3 It is not apparent why this order was necessary, since the Government had already received authorization to medicate petitioner pursuant to §549.43. If the Magistrate Judge had denied the Government’s motion (or if this Court were to reverse the Magistrate Judge’s order) the Bureau of Prisons’ administrative decision ordering petitioner’s forcible medication would remain in place. Which is to suggest that, in addition to the jurisdictional defect of interlocutoriness to which my opinion is addressed, there may be no jurisdiction because, at the time this suit was filed, petitioner failed to meet the “remediability” requirement of Article III standing. See Steel Co. v. Citizens for Better Environment, 523 U. S. 83 (1998). The Court of Appeals should address this jurisdictional issue on remand.

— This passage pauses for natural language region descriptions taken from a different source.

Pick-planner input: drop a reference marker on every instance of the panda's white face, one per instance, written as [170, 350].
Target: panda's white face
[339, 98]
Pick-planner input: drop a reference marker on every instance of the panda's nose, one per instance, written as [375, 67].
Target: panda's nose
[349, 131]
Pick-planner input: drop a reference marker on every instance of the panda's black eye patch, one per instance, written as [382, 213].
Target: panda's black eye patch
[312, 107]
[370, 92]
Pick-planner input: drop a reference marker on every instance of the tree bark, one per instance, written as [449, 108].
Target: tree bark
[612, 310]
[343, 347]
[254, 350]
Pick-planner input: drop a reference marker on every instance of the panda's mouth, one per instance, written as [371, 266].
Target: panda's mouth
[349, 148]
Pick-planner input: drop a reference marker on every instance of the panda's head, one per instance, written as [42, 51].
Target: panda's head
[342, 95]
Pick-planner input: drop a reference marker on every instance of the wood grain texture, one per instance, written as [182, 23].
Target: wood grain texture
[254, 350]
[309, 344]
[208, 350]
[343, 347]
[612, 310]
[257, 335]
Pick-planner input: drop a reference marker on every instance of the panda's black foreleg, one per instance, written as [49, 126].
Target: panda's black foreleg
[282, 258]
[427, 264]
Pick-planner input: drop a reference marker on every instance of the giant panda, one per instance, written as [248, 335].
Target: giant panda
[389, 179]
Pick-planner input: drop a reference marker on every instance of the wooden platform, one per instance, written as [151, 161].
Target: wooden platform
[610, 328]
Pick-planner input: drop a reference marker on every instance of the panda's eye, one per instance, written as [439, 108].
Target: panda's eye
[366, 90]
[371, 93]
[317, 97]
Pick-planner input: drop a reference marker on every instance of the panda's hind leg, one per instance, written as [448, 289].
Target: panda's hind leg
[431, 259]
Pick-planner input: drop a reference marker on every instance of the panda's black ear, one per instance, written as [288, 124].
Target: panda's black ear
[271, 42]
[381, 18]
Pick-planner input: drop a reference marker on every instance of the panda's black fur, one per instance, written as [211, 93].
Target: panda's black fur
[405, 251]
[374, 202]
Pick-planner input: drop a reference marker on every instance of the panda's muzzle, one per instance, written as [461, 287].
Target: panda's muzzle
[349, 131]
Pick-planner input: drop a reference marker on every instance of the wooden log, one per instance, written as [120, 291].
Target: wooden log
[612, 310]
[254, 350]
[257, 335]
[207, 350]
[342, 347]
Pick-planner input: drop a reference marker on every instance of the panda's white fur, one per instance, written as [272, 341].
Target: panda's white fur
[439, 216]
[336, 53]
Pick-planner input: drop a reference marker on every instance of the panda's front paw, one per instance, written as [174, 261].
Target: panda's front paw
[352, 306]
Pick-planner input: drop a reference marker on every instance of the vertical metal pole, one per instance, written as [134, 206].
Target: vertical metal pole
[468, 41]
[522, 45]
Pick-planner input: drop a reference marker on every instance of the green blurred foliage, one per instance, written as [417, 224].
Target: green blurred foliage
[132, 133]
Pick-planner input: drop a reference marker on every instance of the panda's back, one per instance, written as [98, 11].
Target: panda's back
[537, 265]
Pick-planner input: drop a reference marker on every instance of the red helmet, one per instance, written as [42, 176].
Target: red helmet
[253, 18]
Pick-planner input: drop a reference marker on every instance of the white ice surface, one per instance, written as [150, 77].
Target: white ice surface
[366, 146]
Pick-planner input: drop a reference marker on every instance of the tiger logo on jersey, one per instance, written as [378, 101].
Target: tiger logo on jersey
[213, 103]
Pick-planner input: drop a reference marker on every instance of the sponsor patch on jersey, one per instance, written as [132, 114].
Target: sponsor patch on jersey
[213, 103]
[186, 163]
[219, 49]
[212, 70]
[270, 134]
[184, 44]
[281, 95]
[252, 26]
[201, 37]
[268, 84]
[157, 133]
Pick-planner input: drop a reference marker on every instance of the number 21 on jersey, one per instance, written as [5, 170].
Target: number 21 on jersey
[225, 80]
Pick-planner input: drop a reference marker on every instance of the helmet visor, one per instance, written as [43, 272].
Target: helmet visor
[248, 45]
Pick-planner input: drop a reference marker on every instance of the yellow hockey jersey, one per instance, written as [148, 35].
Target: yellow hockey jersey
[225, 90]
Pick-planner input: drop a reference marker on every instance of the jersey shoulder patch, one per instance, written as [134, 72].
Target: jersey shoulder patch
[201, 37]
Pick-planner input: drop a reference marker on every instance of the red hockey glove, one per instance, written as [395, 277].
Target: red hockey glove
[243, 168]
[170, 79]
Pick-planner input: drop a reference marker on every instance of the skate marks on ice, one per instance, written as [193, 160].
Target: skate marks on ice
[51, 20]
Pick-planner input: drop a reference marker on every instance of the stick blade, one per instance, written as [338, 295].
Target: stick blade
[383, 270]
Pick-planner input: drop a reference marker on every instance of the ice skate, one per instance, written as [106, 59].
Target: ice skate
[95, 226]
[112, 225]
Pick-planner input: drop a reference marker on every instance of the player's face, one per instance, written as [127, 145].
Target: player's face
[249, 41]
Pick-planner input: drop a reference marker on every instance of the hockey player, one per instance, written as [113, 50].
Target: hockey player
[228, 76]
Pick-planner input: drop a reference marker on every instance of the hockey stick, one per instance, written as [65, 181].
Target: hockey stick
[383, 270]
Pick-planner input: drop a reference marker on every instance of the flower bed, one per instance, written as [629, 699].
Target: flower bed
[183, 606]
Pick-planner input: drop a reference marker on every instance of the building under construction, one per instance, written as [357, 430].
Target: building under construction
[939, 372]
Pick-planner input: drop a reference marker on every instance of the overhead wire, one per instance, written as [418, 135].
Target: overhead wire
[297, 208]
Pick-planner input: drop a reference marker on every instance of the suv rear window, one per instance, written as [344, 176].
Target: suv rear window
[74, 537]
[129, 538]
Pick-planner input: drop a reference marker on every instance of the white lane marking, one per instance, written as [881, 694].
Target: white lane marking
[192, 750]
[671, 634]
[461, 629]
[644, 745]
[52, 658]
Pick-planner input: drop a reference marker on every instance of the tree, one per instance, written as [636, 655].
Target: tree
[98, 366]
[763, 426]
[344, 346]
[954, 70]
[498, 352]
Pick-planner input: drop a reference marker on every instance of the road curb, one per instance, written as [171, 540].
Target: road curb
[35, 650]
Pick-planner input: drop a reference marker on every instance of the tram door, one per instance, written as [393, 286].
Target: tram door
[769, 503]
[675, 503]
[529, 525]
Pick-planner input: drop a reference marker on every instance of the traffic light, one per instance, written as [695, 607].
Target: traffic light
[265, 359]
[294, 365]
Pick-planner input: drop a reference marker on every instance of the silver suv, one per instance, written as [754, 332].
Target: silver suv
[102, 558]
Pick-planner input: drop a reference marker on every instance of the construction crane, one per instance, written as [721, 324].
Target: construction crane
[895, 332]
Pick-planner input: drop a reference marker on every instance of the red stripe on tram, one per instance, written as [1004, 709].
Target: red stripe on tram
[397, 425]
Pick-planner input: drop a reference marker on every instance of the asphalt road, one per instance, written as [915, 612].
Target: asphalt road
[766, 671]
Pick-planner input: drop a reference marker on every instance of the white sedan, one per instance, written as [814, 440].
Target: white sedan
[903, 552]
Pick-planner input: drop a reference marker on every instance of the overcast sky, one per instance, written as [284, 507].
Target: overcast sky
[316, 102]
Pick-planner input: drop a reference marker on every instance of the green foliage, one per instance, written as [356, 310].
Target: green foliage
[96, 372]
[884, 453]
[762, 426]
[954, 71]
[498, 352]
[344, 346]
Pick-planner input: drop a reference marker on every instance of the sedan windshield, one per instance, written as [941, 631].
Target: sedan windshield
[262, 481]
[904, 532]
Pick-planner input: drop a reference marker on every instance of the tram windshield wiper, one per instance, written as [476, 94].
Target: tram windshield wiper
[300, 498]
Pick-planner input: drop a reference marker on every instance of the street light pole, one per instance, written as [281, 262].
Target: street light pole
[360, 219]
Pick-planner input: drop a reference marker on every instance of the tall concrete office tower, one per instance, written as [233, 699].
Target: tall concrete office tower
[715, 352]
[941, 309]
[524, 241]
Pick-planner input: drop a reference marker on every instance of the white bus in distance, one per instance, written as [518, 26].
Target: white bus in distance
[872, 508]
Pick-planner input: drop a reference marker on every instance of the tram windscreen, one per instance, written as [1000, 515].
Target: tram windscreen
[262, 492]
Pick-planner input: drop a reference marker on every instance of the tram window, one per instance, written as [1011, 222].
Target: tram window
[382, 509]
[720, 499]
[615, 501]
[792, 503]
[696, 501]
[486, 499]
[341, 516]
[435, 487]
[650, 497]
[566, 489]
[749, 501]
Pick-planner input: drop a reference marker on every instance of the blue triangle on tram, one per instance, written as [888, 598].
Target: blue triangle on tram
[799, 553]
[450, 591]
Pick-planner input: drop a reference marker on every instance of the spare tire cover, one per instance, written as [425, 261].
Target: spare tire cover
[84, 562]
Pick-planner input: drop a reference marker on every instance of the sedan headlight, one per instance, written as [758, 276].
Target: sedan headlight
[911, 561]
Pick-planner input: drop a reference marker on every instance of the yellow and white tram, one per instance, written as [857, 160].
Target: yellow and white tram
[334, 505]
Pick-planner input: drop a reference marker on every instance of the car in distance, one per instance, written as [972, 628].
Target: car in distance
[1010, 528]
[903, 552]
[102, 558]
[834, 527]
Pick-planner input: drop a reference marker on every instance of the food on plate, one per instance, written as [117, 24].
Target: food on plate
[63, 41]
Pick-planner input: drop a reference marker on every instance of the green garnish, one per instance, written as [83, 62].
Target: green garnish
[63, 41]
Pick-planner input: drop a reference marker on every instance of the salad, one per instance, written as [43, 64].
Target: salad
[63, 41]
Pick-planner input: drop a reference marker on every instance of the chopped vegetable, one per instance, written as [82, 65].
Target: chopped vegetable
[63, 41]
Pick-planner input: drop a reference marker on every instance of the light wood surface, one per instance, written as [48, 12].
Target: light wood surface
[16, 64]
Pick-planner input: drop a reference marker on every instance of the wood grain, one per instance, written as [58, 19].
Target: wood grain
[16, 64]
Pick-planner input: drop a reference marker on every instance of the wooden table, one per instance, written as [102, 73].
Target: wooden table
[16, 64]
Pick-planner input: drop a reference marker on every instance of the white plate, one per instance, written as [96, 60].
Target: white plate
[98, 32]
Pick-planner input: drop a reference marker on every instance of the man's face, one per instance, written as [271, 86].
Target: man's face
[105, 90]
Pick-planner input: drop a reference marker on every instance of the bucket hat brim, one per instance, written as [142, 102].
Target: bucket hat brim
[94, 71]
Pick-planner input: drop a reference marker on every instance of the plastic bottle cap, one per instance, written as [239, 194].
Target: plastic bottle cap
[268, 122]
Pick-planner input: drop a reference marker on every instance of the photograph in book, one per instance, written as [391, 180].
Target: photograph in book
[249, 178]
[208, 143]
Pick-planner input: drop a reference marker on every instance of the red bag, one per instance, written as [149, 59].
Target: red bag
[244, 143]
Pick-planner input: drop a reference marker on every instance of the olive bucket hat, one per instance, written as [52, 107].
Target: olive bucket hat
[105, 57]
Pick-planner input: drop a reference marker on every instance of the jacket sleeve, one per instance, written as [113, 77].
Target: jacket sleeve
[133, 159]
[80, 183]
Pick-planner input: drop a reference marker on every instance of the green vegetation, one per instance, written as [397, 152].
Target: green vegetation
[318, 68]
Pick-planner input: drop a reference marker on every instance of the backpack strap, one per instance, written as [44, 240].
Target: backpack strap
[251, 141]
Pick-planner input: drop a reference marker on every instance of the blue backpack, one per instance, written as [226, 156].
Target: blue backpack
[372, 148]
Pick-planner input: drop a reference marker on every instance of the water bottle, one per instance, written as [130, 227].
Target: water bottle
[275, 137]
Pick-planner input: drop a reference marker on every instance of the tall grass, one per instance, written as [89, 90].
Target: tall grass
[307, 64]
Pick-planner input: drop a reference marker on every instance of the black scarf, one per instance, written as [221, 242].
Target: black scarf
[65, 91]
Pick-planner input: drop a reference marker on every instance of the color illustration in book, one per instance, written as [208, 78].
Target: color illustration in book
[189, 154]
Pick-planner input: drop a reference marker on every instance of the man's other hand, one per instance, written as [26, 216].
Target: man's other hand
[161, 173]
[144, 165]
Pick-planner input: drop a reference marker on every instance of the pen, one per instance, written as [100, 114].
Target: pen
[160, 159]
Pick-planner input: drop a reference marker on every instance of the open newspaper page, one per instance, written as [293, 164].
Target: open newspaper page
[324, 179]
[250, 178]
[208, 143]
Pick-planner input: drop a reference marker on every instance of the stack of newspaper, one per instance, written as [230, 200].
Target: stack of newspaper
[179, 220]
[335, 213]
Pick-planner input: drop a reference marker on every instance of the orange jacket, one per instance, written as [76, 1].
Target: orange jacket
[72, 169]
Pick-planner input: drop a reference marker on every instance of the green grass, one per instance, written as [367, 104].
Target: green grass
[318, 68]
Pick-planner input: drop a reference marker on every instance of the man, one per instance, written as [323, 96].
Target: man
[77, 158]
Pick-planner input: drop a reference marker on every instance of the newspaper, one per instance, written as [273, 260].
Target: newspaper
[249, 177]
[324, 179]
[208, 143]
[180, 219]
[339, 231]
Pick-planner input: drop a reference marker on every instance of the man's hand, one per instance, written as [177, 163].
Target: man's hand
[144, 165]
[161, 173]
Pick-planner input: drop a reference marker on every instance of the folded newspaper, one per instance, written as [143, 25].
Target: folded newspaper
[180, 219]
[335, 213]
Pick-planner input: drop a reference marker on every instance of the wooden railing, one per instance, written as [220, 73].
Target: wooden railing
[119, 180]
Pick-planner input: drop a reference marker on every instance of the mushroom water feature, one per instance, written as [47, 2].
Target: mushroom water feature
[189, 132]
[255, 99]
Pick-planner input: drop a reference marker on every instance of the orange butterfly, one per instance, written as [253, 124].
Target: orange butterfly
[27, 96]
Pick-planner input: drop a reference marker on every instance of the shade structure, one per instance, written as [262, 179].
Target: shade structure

4 I use the term “invented” advisedly. The statutory text provides no basis.
5 To be sure, the order here is unreviewable after final judgment if the defendant is acquitted. But the “unreviewability” leg of our collateral-order doctrine—which, as it is framed, requires that the interlocutory order be “effectively unreviewable on appeal from a final judgment,” Coopers & Lybrand v. Livesay, 437 U. S. 463, 468 (1978) (emphasis added)—is not satisfied by the possibility that the aggrieved party will have no occasion to appeal.
6 Petitioner points out that there are disadvantages to such an approach—for example, lack of constitutional entitlement to appointed counsel in a Bivens action. That does not entitle him or us to disregard the limits on appellate jurisdiction.